I’m using janus to write a Prolog solver that returns proofs as Python objects.
As there are millions of proofs, I loop over the iterator returned by Janus and immediately process each proof so that the object created by the solver can be freed. However, the objects created are not removed from the heap by Python’s automatic garbage collection (which means there is still some reference to them somewhere?).

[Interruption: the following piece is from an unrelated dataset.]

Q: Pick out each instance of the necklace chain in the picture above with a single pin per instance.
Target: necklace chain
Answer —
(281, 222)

I added a simplified test case to illustrate:
engine.pl:
import time
from janus_swi import janus
import numpy as np
class Dummy():
def __init__(self):
self.mem = np.arange(0, 1024**2)
class DummyFactory():
def __init__(self):
pass
def make_dummy(self):
return Dummy()
variables = {
"Factory": DummyFactory(),
"N": 1000,
}
janus.consult("engine.pl")
results = janus.query('get_dummies(Factory, Dummy, N)', variables)
for x in results:
print(x)
time.sleep(0.1)
When creating the Dummy objects with Janus, the memory usage increases consistently, while if I create the objects in Python the memory usage stays constant as the created objects are immediately freed.
Prolog references to Python objects are represented as blobs. Blobs is a generalization of a Prolog atom. Eventually, Prolog should call the atom garbage collector and each freed blob that represents a Python object causes a Python reference count decrement.
So, collecting is not immediate. By default Prolog starts the atom garbage collector if there are 10,000 new atoms that could be garbage. It seems you only have 1,000 iterations, so atom GC is probably not yet triggered. You can verify this by calling garbage_collect_atoms/0 from time to time. You can also set the flag agc_margin to some lower number.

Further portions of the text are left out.